Martin se alejó tropezando, salió al patio y pasó junto a la primera víctima. Tragó saliva, procuró no ver el rostro destrozado y dirigió la mirada al bulto formado por el oscuro hábito tendido junto a la puerta. Los charcos de agua brillaban al sol, los de sangre eran opacos, como la tierra vejada. El hacha del custodio brillaba; el chaparrón había limpiado la hoja de sangre y era como si nunca hubiera sido utilizada. Martin la miró fijamente y se descubrió a sí mismo rezando, rogando que todo hubiera sido un espejismo, pero ni siquiera tuvo que darse la vuelta para saber que su esperanza era vana. Recordó la imagen del niño que creyó ver, ese que apareció en el punto donde el enloquecido monje se desplomó. El monje tenía los ojos abiertos y parecía mirar hacia donde Martin creyó ver al niño. Quiso agacharse para cerrar los ojos del muerto, pero las fuerzas le fallaron. Tenía un nudo en la garganta que amenazaba con asfixiarlo.

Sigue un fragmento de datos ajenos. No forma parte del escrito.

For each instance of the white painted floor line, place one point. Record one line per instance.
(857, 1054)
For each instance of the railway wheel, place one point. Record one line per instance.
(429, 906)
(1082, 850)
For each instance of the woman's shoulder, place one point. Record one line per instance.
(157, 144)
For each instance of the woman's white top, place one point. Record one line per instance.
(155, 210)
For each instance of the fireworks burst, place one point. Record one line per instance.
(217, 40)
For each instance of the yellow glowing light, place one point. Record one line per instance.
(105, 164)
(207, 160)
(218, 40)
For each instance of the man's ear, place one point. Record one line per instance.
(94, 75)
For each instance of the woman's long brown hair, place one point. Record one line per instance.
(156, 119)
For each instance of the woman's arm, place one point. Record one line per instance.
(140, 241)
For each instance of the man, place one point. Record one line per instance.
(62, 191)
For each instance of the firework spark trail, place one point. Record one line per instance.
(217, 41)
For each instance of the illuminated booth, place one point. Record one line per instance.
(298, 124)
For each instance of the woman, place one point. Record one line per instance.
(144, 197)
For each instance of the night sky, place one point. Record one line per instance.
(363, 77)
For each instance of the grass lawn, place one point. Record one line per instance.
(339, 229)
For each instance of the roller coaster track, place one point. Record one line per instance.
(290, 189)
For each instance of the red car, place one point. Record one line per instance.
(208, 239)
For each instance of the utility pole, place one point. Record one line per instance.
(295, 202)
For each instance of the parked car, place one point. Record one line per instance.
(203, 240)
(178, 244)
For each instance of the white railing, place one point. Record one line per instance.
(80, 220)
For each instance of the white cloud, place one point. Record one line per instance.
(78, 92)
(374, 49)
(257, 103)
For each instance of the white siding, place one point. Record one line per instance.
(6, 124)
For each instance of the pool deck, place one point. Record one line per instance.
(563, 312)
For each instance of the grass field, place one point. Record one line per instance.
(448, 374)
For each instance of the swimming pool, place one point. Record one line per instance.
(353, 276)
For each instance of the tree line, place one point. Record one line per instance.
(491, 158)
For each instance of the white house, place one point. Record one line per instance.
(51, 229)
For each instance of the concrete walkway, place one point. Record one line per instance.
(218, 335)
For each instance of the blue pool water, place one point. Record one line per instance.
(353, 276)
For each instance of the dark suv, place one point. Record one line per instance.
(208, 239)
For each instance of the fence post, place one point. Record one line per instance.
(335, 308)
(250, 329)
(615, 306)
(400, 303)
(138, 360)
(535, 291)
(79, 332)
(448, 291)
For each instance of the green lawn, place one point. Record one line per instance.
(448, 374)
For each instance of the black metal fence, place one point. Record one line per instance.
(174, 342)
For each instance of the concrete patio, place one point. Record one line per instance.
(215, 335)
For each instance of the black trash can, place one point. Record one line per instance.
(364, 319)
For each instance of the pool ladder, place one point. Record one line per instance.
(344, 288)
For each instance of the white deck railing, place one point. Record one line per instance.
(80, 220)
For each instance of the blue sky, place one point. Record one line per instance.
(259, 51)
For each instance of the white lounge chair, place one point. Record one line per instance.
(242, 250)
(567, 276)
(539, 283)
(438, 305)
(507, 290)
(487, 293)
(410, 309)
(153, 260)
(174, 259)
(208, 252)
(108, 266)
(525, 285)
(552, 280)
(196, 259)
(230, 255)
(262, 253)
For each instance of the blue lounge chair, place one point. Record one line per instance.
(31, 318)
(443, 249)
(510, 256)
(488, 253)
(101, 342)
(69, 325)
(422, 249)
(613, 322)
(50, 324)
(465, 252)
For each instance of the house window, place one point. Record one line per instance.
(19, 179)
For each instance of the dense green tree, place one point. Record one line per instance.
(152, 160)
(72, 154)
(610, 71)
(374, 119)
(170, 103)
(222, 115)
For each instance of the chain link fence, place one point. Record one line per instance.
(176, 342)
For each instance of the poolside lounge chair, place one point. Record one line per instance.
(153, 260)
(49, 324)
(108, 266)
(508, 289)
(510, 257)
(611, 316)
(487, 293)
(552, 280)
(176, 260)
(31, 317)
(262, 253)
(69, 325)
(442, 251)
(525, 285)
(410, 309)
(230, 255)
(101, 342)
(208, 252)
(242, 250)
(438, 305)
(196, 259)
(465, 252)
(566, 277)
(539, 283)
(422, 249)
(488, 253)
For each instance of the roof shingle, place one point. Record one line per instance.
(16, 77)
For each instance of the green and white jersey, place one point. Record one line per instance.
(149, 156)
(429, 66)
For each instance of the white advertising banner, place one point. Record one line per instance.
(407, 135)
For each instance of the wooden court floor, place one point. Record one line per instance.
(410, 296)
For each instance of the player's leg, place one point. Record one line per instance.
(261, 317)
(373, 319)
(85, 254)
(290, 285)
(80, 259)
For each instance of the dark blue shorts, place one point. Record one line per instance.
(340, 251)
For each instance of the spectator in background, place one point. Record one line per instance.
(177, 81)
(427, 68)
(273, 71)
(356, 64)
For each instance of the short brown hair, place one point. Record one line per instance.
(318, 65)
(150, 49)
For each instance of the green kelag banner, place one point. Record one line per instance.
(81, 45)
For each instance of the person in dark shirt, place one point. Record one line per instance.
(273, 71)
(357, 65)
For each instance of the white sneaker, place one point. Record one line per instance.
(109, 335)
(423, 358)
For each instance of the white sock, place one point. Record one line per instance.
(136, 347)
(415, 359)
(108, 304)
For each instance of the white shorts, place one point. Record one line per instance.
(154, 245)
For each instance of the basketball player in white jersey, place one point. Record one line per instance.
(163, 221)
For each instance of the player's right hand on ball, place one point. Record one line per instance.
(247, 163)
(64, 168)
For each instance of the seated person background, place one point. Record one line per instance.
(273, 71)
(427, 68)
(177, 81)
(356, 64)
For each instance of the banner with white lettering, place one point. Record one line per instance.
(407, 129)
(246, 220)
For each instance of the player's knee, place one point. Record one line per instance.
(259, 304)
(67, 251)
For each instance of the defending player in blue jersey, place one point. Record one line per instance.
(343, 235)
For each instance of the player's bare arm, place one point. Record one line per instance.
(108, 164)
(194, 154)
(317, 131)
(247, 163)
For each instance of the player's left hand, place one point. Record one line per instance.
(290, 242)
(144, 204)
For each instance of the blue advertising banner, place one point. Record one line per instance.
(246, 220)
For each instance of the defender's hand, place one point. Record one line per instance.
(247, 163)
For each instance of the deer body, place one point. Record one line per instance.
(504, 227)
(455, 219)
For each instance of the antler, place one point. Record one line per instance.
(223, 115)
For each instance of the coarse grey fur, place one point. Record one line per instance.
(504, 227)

—Que Cristo se apiade de ti —murmuró.

—Que el Señor se apiade de todos nosotros —dijo alguien en voz baja: el hermano Tomá estaba a su lado con la vista clavada en el muerto—. Realizamos la obra del diablo —dijo el anciano.

—No, protegemos al mundo de ella.

—¿Llamáis a esto proteger, padre Superior? ¿Por qué no protegimos a estas desdichadas mujeres?

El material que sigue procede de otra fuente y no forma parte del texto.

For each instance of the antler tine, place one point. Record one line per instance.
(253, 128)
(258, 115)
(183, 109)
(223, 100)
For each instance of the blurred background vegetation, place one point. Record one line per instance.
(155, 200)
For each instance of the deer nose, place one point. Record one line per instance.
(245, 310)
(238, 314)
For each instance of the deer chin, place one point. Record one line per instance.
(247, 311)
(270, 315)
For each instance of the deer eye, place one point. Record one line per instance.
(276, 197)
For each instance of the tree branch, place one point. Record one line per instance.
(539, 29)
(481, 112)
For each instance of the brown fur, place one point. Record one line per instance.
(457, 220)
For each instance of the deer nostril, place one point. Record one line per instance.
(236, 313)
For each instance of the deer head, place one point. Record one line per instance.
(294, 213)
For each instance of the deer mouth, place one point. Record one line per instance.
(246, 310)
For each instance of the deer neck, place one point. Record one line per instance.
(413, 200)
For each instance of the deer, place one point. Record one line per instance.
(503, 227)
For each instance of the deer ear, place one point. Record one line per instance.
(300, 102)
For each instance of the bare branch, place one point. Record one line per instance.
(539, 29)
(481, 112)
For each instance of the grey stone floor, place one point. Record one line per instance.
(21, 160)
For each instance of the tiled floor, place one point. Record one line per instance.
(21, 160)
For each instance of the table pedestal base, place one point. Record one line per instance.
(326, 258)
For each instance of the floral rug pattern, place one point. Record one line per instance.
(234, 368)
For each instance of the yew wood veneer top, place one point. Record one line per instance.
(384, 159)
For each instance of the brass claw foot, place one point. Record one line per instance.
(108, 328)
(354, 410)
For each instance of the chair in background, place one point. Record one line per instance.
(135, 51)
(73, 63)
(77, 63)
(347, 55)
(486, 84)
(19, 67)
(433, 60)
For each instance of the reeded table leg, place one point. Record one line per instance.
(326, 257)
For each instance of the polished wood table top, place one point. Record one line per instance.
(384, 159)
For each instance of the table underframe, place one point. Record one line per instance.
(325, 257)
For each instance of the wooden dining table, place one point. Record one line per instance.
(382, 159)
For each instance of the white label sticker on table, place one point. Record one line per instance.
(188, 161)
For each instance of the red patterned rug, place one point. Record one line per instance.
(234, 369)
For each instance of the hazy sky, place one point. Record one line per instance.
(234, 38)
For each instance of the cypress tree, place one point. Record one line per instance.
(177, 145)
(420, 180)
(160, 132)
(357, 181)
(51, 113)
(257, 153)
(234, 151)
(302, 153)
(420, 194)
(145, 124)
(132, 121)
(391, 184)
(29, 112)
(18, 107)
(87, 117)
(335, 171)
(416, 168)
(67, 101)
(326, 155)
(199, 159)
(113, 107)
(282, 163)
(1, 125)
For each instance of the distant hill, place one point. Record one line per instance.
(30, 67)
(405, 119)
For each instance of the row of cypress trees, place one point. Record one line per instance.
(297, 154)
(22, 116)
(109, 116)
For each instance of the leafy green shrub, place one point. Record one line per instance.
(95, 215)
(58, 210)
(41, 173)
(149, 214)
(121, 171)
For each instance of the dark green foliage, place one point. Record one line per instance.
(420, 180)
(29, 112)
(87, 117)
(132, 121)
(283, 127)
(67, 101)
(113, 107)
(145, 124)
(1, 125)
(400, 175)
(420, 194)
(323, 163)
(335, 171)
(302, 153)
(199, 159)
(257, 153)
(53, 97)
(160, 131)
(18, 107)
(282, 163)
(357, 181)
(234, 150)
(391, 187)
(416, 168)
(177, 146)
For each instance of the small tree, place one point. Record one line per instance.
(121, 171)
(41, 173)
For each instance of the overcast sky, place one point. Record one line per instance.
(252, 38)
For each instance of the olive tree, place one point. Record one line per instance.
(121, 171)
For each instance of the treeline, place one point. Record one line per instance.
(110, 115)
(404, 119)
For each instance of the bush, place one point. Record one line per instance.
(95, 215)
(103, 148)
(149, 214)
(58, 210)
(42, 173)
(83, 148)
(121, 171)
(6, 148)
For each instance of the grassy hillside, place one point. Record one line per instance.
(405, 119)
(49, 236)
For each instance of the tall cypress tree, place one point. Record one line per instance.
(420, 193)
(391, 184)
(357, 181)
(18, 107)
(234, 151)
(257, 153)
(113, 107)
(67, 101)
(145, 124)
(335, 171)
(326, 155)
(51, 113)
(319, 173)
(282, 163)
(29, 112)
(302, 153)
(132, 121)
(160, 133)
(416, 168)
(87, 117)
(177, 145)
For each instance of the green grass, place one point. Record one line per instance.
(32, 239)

—A veces el bien de todos pesa más que el bien de unos pocos —dijo el prior Martin, pero él mismo no creía en sus palabras.

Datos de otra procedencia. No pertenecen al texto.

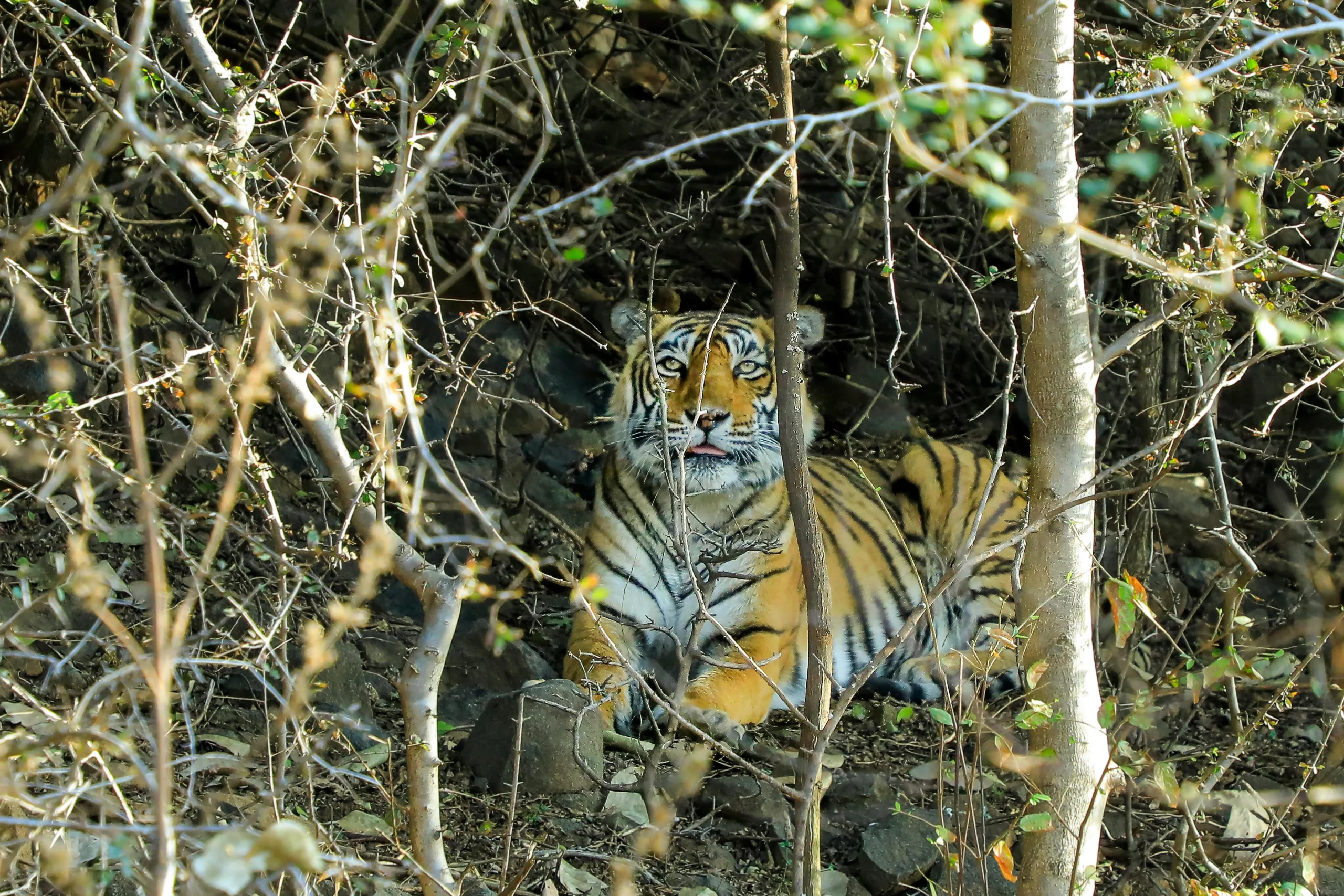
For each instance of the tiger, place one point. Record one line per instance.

—El Señor le dijo a Lot: Ve y tráeme a diez inocentes, y por ellos perdonaré a todos los pecadores.

Martin guardó silencio. Contempló el desfigurado rostro del muerto tirado en el suelo y la punta de la flecha que surgía de su boca abierta. Las lágrimas le produjeron escozor en los ojos.

De pronto Tomá se inclinó y cerró los ojos del muerto, introdujo la mano debajo del hábito y extrajo una cadena brillante.

—El sello —dijo el prior Martin—. Lo ha perdido. Quizá fue el motivo por el cual…

Tomá alzó la mirada y lo contemplo.

—Nada podría justificar esto. Ni su muerte ni la del hermano que intentó detenerlo, ni la de las mujeres y los niños. Y tampoco la de aquel hombre que yace bajo la bóveda —dijo, señalando el edificio del convento.

—Quería robar el Códice —dijo Martin.

—Nunca habría logrado llevárselo de aquí.

—El objetivo de la orden que di era proteger el Códice y también al mundo de su efecto.

Tomá sacudió la cabeza.

—Rezaré por vos, padre Superior.

Martin no logró reprimir un sollozo. De pronto se sintió condenado y se convenció de que su alma mortal iría al infierno. «Lo hice para servirte, Señor», volvió a pensar y su desconsuelo fue aún mayor. El rostro de Tomá expresaba dureza y compasión al mismo tiempo. Martin sabía que ahora había quedado definitivamente excluido de la comunidad. Puede que fuera su superior y que ellos le obedecieran como indicaban los reglamentos de la Orden, pero a partir de ahora sería un extraño.

«Me ha rozado —pensó, lleno de repugnancia por sí mismo—. Está profundamente escondido en todos esos arcones que lo ocultan y está encadenado, y sin embargo me ha rozado». Se preguntó si uno de sus antecesores habría albergado una idea semejante y recordó las crónicas que habían dejado. Ni rastro de duda, ni de algún indicio de que alguna vez uno de ellos se hubiera visto obligado a utilizar a los custodios tal como lo preveía su juramento. Los superiores del convento y los custodios habían envejecido y servido juntos, protegidos por la cada vez más reducida comunidad de los demás monjes, albergados en el convento en ruinas, allí, en el linde de la civilización cristiana. Incluso estaba separado de sus antecesores; un hombre completamente solo que al mismo tiempo sabía que no podría haber obrado de otro modo, pero que no dejaba de desear haber obrado de otro modo. Clavó la mirada en el hermano Tomá, sin saber que las lágrimas bañaban sus mejillas.

—Que Dios se apiade de vos —susurró el hermano Tomá.

De repente oyó el tartamudeo de Buh, que en general nadie comprendía excepto Pavel, y la clara voz de éste, más aguda que de costumbre.

—Hay uno que aún está con vida —balbuceó Pavel.

Entonces escuchó el llanto del recién nacido.